Tuesday 25 June 2019

phd - How to approach experts to get feedback on a paper


I'm a PhD student in pure maths at a university in Europe. For reasons that I won't go into, my research interests do not coincide with my supervisor's ones. This means that, although she gives me good general advice, she can't give me more "technical" feedback on my work. I've now written a complete first draft of my first paper, and I'd like to get some external feedback before thinking of submitting it to a journal. My question is:




What is the best way to approach the experts in my field (for whom I am a complete stranger) to politely ask if they can read my paper and give some feedback on it?
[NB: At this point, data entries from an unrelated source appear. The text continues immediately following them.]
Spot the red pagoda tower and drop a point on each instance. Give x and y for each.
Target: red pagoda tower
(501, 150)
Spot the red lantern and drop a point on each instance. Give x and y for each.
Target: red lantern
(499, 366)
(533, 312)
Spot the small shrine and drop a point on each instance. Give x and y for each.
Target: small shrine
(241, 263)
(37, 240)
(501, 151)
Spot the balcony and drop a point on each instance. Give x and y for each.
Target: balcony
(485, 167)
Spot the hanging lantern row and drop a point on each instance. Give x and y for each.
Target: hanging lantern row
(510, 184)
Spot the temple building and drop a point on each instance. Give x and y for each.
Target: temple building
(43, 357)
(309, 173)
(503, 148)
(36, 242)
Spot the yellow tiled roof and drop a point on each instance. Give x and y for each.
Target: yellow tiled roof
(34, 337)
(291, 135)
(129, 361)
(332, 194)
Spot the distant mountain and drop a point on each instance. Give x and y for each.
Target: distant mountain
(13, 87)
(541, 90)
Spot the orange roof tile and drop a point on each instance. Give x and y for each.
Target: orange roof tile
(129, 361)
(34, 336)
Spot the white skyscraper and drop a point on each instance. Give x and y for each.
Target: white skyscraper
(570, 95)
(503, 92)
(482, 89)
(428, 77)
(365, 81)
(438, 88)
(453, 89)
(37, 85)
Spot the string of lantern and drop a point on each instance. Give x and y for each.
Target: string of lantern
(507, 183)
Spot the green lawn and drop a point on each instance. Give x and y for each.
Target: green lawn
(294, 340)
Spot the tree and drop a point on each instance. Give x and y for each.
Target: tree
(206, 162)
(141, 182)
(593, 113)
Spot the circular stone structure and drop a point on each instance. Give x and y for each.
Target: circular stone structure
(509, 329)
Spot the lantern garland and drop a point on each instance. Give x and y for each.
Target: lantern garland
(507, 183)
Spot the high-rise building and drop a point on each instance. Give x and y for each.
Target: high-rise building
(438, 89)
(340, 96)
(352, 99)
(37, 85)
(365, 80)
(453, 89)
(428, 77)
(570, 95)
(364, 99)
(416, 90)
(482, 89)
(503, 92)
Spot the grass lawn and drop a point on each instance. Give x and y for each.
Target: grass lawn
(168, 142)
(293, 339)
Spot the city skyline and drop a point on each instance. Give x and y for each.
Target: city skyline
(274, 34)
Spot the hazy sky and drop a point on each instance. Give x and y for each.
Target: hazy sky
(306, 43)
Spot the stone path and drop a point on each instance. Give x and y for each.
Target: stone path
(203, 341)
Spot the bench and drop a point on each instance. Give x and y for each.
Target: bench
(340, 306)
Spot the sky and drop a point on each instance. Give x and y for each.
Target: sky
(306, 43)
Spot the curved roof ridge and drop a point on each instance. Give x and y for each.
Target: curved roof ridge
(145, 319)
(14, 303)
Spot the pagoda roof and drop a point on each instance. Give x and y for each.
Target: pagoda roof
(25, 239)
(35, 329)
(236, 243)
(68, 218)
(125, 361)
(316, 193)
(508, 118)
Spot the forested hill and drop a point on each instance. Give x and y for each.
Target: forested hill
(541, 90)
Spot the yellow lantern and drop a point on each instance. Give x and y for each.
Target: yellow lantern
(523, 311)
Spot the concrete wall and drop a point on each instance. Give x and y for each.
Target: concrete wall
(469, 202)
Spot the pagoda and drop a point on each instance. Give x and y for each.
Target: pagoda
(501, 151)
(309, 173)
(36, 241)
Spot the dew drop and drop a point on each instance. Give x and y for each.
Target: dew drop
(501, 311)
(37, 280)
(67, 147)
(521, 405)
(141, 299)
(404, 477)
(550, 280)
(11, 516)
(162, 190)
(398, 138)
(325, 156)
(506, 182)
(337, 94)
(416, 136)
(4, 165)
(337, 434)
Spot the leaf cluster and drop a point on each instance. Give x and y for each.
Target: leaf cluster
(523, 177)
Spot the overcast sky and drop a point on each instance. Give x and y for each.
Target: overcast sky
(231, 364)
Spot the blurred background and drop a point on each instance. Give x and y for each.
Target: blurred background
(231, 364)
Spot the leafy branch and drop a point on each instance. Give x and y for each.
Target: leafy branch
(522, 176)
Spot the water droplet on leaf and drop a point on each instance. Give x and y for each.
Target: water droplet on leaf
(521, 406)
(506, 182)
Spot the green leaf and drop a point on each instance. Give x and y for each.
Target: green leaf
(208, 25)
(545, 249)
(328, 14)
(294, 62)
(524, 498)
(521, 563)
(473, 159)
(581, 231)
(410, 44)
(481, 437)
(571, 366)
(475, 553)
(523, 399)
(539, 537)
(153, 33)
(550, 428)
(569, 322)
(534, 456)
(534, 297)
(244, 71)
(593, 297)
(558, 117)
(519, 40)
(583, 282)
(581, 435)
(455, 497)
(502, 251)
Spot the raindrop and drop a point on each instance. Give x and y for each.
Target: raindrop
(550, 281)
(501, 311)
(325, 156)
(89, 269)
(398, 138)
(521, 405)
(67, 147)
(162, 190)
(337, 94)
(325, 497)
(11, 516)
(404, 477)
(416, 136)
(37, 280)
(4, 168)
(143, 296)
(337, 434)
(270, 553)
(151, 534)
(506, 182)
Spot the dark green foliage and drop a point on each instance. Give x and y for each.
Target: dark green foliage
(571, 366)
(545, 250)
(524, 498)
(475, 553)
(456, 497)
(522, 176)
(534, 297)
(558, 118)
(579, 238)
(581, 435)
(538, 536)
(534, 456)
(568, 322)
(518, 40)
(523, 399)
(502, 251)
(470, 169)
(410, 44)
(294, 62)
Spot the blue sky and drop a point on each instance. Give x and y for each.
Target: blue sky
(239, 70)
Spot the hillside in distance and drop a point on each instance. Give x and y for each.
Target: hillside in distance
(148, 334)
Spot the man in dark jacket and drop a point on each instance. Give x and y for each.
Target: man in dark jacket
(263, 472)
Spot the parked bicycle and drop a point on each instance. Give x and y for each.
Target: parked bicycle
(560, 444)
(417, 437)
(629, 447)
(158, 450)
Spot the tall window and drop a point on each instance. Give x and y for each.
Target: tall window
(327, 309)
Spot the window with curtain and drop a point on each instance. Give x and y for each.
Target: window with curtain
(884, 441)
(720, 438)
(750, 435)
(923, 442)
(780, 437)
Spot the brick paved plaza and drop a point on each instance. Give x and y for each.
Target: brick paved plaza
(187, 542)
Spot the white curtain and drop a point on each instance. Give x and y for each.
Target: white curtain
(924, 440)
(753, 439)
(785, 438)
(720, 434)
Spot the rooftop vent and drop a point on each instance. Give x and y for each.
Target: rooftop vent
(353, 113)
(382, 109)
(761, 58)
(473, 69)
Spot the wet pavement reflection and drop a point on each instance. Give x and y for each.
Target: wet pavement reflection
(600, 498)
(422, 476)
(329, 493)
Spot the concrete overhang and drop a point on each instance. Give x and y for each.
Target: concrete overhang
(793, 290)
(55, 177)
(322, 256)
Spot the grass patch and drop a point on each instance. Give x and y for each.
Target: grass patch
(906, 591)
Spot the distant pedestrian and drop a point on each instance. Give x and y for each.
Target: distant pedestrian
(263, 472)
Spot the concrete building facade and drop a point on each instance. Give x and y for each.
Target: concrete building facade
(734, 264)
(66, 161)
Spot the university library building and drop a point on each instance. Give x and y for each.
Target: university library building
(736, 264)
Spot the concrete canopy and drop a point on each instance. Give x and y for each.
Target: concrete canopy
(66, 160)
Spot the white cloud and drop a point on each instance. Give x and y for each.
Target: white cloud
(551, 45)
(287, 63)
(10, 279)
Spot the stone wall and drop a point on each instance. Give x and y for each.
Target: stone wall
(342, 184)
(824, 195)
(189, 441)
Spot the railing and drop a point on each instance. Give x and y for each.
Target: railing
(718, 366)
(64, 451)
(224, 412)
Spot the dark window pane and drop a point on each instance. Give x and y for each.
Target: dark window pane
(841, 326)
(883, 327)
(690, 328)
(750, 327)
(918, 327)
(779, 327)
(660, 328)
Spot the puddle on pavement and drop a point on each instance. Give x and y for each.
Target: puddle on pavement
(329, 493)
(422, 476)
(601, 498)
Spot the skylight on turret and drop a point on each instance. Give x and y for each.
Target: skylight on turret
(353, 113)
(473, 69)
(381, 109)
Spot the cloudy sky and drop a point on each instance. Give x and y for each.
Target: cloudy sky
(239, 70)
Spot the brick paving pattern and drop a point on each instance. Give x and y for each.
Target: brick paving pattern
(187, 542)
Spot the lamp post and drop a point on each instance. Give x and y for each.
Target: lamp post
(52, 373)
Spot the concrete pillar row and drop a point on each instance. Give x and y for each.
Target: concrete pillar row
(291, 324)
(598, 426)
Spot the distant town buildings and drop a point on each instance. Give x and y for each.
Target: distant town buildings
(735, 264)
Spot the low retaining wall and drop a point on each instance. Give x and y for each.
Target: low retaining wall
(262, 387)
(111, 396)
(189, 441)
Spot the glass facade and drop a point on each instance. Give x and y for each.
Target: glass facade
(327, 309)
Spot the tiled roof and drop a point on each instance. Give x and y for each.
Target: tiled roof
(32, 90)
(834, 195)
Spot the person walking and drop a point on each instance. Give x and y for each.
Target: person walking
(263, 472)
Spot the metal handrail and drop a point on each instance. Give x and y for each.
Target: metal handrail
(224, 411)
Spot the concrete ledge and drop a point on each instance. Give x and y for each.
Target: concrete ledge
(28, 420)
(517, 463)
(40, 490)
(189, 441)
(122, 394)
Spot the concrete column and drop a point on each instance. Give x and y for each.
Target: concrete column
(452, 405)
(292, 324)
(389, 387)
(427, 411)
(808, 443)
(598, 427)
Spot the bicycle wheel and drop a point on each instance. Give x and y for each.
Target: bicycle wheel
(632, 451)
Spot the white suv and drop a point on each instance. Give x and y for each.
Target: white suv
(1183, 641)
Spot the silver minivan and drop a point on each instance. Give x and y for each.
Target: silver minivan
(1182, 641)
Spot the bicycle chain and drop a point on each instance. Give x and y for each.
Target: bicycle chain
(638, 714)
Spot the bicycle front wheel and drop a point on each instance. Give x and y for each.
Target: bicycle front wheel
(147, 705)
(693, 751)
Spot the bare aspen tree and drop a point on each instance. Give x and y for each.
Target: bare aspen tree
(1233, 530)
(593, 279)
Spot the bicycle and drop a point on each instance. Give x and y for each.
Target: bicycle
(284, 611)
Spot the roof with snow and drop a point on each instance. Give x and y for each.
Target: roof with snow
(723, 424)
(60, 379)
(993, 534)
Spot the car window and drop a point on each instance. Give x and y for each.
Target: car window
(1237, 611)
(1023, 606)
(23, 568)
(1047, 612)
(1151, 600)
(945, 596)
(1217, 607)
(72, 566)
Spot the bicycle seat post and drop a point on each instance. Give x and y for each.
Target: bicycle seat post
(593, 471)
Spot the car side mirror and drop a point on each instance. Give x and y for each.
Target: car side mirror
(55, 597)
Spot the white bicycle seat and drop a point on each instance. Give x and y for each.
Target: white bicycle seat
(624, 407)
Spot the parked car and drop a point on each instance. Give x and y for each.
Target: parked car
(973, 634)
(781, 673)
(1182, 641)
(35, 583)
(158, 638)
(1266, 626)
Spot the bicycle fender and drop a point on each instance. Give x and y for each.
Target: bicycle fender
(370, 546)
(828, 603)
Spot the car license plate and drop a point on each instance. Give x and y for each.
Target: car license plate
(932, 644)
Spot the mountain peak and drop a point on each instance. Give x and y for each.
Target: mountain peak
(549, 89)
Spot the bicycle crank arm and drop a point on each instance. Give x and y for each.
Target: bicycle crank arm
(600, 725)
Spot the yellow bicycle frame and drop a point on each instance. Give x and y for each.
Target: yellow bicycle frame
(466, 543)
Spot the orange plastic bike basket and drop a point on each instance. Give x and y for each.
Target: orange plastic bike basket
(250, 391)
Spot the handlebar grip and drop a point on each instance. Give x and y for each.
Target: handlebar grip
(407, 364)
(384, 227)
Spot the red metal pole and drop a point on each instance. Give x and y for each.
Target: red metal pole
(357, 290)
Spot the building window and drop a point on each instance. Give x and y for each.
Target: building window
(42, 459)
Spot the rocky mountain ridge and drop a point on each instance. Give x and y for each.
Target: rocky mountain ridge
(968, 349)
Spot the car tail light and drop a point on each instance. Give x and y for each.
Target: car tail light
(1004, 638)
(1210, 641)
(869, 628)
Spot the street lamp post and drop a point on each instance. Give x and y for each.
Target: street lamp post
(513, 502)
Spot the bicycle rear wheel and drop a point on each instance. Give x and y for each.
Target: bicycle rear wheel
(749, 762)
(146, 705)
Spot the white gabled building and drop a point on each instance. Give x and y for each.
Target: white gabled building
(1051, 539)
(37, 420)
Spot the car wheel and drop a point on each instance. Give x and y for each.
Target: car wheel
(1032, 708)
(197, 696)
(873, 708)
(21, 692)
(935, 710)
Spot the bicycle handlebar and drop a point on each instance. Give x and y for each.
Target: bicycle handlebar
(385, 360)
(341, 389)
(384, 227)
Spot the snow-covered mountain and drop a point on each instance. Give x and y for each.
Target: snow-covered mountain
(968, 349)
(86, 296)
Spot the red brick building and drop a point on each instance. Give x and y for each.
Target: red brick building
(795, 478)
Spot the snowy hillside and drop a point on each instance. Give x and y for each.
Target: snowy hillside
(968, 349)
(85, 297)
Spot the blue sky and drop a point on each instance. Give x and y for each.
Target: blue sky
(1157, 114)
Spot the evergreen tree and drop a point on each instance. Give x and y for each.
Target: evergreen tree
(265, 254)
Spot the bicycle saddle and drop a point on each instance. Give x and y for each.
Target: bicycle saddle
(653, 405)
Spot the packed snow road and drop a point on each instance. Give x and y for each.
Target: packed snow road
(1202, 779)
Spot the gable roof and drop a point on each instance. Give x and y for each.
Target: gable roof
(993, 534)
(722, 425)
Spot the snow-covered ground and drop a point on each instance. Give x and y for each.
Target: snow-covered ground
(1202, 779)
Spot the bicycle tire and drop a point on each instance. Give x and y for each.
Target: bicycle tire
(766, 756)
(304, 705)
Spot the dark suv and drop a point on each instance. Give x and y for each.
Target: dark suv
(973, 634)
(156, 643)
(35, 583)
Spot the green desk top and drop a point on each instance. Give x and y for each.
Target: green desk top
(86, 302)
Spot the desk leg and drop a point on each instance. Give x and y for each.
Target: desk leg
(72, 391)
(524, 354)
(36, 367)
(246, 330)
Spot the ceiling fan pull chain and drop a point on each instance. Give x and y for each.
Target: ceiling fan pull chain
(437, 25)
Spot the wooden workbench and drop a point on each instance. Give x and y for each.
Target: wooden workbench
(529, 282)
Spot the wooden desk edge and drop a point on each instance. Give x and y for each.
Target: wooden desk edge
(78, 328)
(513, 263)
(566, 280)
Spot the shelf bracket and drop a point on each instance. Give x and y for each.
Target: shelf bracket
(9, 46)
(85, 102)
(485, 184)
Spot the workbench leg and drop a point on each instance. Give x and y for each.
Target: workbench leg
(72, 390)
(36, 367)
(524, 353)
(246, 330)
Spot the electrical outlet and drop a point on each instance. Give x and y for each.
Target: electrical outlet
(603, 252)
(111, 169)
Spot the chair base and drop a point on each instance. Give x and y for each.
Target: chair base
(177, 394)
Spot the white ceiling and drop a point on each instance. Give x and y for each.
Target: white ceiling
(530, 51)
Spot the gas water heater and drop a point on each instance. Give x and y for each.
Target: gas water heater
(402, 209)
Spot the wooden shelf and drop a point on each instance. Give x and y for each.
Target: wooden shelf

Emailing, of course, would be the preferred means of communication, so suggestions on how to structure a potential email to send to the experts are very welcomed.



Answer




What is the best way to approach the experts in my field (for whom I am a complete stranger) to politely ask if they can read my paper and give some feedback on it?



For a student who is not very senior -- let's say "very senior" means they already have a draft of their thesis -- I think that (probably: as usual on this site, a literal universal quantifier will get me in trouble) the best way to do this is with your advisor as an intermediary.


Don't misunderstand: you ask whether it is frowned upon for you to directly contact experts and ask for feedback and the answer is a resounding no: you can contact whomever you wish, and they may or may not respond. However, they are much more likely to respond -- and to respond more deeply and usefully -- to someone that they already know, at least by reputation, especially if that person is at roughly their level of seniority (and, yes, even more if that person is more senior).



When I was a PhD student, I didn't have the best luck "cold-contacting" people. I remember in particular trying to contact one guy who was a former student of my advisor and whose thesis I was reading. He was a professor in New York but he didn't have a webpage. I left a longish, awkwardish phone message for him at one point and never heard back from him. (Did he even get the message? Who knows??) I emailed a famous French mathematician and did hear back from him....four months later, which is like forever when you're in your 20s. I was so clueless back then: if I had been serious about it, I would have gone through my advisor, and they would have responded. Well, of course I knew that intellectually, but still somehow decided that it would be better if I did it on my own. (There were a lot of things that I did and didn't do as a graduate student that were directly motivated both by a desire for independence -- good -- and a lack of confidence -- bad -- intertwined in such a complicated way that it is hard for me to pull them apart even now.) It's not that people don't want to be helpful. It's that their time is at such a premium that they have to prioritize helping people that they already know.


If your advisor cannot direct you to those who have the research expertise you need, then I would say that she is not really your advisor and you need to find someone else who can fulfill that role.


Anyway:


1) As others have suggested, if you have completed drafts of papers -- even if not in as polished a form as you would want in order to submit to a journal -- then putting them on the arxiv is a great idea. You'll get some small (in most cases) positive (in my experience) number of "cold emails" just from them, and these can be priceless: in my case, more than once I got connected with the one other person on the planet who really deeply understood and cared about what I was doing.


2) A lot of times you will still send an email. It's just that your advisor will have greased the wheels for you by ensuring the recipient's, um, receptivity in advance. Let me give a little advice on that:



  • Introduce yourself politely but don't make a big deal out of it.


You don't need to be overly obsequious or solicitous about their personal life and such. Something like "Dear Professor X, Hello there. I am a student at University A working on Subject B. Though we have not corresponded before, I think you know my advisor, Professor Y. She encouraged me to contact you about my work on C." That's plenty of introduction; you could get away with less.




  • Try to write an initial email that the recipient can and will read completely as soon as they open it.


Thus you want it to be quite short, but not so short that it doesn't say anything.




  • Don't describe your work at length in the email. Instead, include files (of a reasonable length) and/or links to files or webpages. (If you have a webpage, you should put a link to it somewhere in your email!)




  • Make a clear request. Better: ask a math question.





If you include a 30 page paper and say "I'd be grateful for any comments you have": well, that's the sort of thing that I do to my good friends, and when I run into them the following year they politely apologize for not having finished it. Mathematicians like questions and -- here's a little psychological secret -- seem to regard a question mark as being much more compulsory of some sort of answer than most other people. (I am always amazed at how I can have a phone conversation or an email exchange with some non-academic type, ask a question, and their response completely ignores the fact that I asked them anything. To my eyes that is some kind of Jedi mind trick.) If you want to know whether X is true, ask them directly and right away whether X is true.


In fact, if you're not clear enough about what you want, it could go wrong in the other direction: some samaritan savant could reply with several typed pages that answer your question all too well and leave you without a thesis problem. (This is another good reason for getting help from your advisor.)